Aksi ini bermula saat warga melihat iring-iringan kendaraan bertonase besar melintas di jalan umum pada siang hari. Kehadiran truk-truk tersebut memicu keresahan mendalam, karena dinilai berpotensi merusak jalan raya yang sudah ada serta membahayakan keselamatan pengguna jalan lainnya.

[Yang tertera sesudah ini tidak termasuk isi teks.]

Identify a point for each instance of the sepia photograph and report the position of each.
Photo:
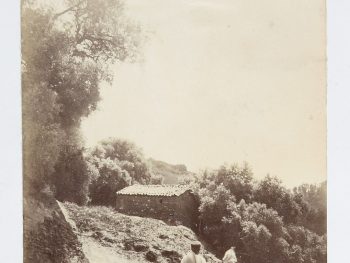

Berdasarkan informasi yang dihimpun di lapangan, kelima kendaraan tersebut diduga mengangkut batu bara dari tambang PT Tebo Prima. Selain itu, beredar kabar bahwa rombongan truk tersebut diduga dikawal oleh seseorang yang dikenal warga dengan sebutan “Mang Cek”. Dugaan ini masih menunggu pendalaman dan pembuktian resmi dari aparat kepolisian.

Meskipun diliputi kekhawatiran, warga bertindak dengan penuh kedewasaan dan tidak melakukan tindakan anarkis. Setelah berhasil menghentikan perjalanan kendaraan, masyarakat segera menghubungi Satuan Lalu Lintas Polres Batang Hari agar penanganan berjalan sesuai prosedur hukum yang berlaku.
“Kami tidak menginginkan keributan. Kami hanya berharap kendaraan yang diduga melanggar aturan ini ditindak tegas sesuai peraturan perundang-undangan,” ujar salah satu warga yang hadir di lokasi kejadian.
Laporan yang disampaikan masyarakat langsung mendapatkan respons cepat dari Kasat Lantas Polres Batang Hari, AKP Agung Prasetyo Soegiono. Personel Satlantas segera diterjunkan ke lokasi guna mengamankan situasi, mengatur lalu lintas guna mencegah kemacetan, serta memeriksa kelengkapan dokumen dan legalitas operasional kelima truk tersebut.
Setelah penanganan awal di lokasi, petugas menggiring lima unit truk tronton bermuatan batu bara tersebut ke Mapolres Batang Hari untuk pemeriksaan lebih mendalam. Langkah ini merupakan wujud nyata penegakan hukum serta komitmen aparat dalam menindaklanjuti aspirasi dan laporan masyarakat.